We are the smarty pants being inducted into the Honor Society but starting to show our rebellious side. Long story about Charles Hackley.
Speaking of rebellious, it's the late 60's. My roommate in college. Poor girl. She wanted a non-smoking roommate, but I couldn't say I smoked on my college application. My mother would see. I remember my parents dropping me off on the first day and then when they left, flopping down in a chair and with my best Tallulah Bankhead impression (I was very dramatic) saying to her, "By the way, I smoke and I sleep with my boyfriend." What could she do? So we became best friends. She taught me about being a loyal friend even when I was a pain in the butt.
And here we are at Thanksgiving at my parent's home. She lived on the West Coast and we were in college in Michigan so she came home with me. We are thinking we are very cool in our "kooky" sunglasses. And, Mom, what's with that wallpaper?
Right after college, I moved to San Francisco. That was what everyone from Michigan was doing in those days. My first job was working for the Bank of America and Jeanne was my best friend there. She was a Californian. She just about choked on her lunch when I said I wanted some "pop," meaning a soft drink. She also couldn't believe anyone would eat doughnuts with apple cider, a Fall highlight of my growing up years in Michigan. She taught me it was OK to be opinionated and not to suffer fools. I liked that. I just found her recently on Facebook after over 40 years. We just picked up where we left off.
After a horrible divorce that left me devastated, I met soon-to-be Hubby and his friends and they took me on. Let's just say it was the 80's. They taught me how to party again.
When Hubby was immersed in the computer industry, he traveled to the UK frequently and I got to tag along. We made many friends there. They taught us that some things travel well: friendship.

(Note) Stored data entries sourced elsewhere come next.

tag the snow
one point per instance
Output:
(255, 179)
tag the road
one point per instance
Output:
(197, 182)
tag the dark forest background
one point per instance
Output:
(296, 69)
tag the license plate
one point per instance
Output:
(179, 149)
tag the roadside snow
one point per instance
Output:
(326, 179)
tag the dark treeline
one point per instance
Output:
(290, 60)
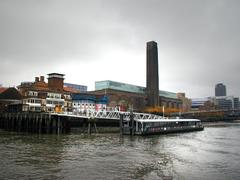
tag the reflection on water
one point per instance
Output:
(210, 154)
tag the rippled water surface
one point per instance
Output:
(210, 154)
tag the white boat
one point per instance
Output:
(161, 126)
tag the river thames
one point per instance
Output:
(210, 154)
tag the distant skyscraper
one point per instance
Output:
(220, 90)
(152, 74)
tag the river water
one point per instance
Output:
(210, 154)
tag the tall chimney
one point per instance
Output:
(42, 78)
(36, 79)
(152, 74)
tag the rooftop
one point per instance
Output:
(107, 84)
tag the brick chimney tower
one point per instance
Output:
(55, 81)
(152, 89)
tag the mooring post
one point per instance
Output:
(58, 125)
(121, 124)
(132, 123)
(89, 126)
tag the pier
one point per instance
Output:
(57, 123)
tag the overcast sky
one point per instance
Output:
(93, 40)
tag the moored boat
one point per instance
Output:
(161, 126)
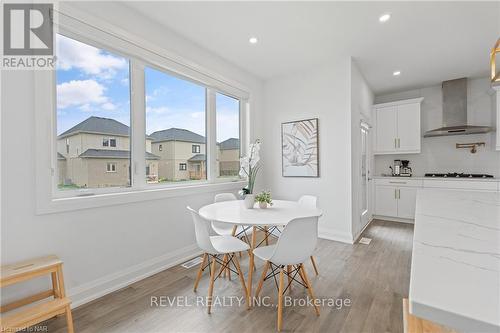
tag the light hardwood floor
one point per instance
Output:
(374, 277)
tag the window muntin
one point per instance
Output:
(110, 167)
(93, 98)
(228, 135)
(176, 124)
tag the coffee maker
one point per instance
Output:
(405, 170)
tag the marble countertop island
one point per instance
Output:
(455, 271)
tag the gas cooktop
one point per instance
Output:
(458, 175)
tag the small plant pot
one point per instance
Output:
(249, 201)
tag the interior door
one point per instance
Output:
(386, 128)
(365, 178)
(408, 127)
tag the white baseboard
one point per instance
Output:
(107, 284)
(343, 237)
(393, 219)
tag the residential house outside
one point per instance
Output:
(182, 154)
(96, 153)
(229, 157)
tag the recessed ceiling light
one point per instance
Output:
(384, 18)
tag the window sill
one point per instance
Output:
(56, 205)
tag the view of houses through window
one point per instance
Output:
(93, 116)
(228, 135)
(93, 122)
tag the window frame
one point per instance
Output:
(113, 167)
(90, 30)
(195, 149)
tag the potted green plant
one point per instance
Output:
(264, 198)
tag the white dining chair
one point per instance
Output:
(225, 229)
(309, 201)
(295, 245)
(213, 247)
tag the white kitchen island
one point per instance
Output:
(455, 271)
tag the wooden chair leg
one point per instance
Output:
(224, 259)
(55, 288)
(60, 282)
(261, 282)
(200, 272)
(309, 289)
(301, 276)
(314, 265)
(288, 274)
(280, 300)
(211, 285)
(242, 279)
(251, 264)
(69, 320)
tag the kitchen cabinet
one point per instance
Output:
(385, 201)
(496, 100)
(397, 127)
(395, 197)
(407, 198)
(395, 201)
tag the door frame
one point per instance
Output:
(367, 214)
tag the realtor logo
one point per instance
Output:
(27, 29)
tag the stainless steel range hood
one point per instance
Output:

If you read my blog post on my Swedish heritage, you know all about my cousin Jane. Having her in my life has been a great gift. She looked after my son when he studied in Sweden, she and her husband have made the effort to travel with us in Europe and she is that wonderful link to my mother's Swedish side of the family.
And as for new friends... ten years ago, Hubby and I took a leap and moved to a completely new city, not knowing anyone. We had heard that people in Seattle were friendly and polite, but not likely to invite you over for BBQ. That is true to a certain extent, but despite the difficulty of meeting and making friends when you are older and encumbered with that aforementioned baggage, we have some wonderful friends who have welcomed us over for BBQ!
So many wonderful friendships in my life, and I am so glad I am still in touch with many of the people I have known over the years, even if it's just in cyberspace. Barbie, Candy, Lois, Janice, Linda, Rick, Ralph, Paul, Jeanne, David, Stephen, Dan, Bob, John, Leslie, Bill, Glenn, Steve, Judy, Lois, Lesley, Myra, Janie, Chris, Jim and John. So many more and too many new faces to list here.
No matter what you feel about the Internet or Facebook or any form of social media, it does have the power to bridge the time gap, to reach out over time and bring back happy memories and reunite us with those who knew our young and pure selves, before we had all of that baggage to carry.
Thinking about them all, I am wondering if our memories of each other would be the same. If they remember the same things that I remember. What remains and what has fallen away?
My 50th High School Reunion will take place in 2016 and I plan to attend so I can see my "childhood" friends in person once again. And you know what? I think we will just pick up where we left off!
Have you reunited with your childhood friends?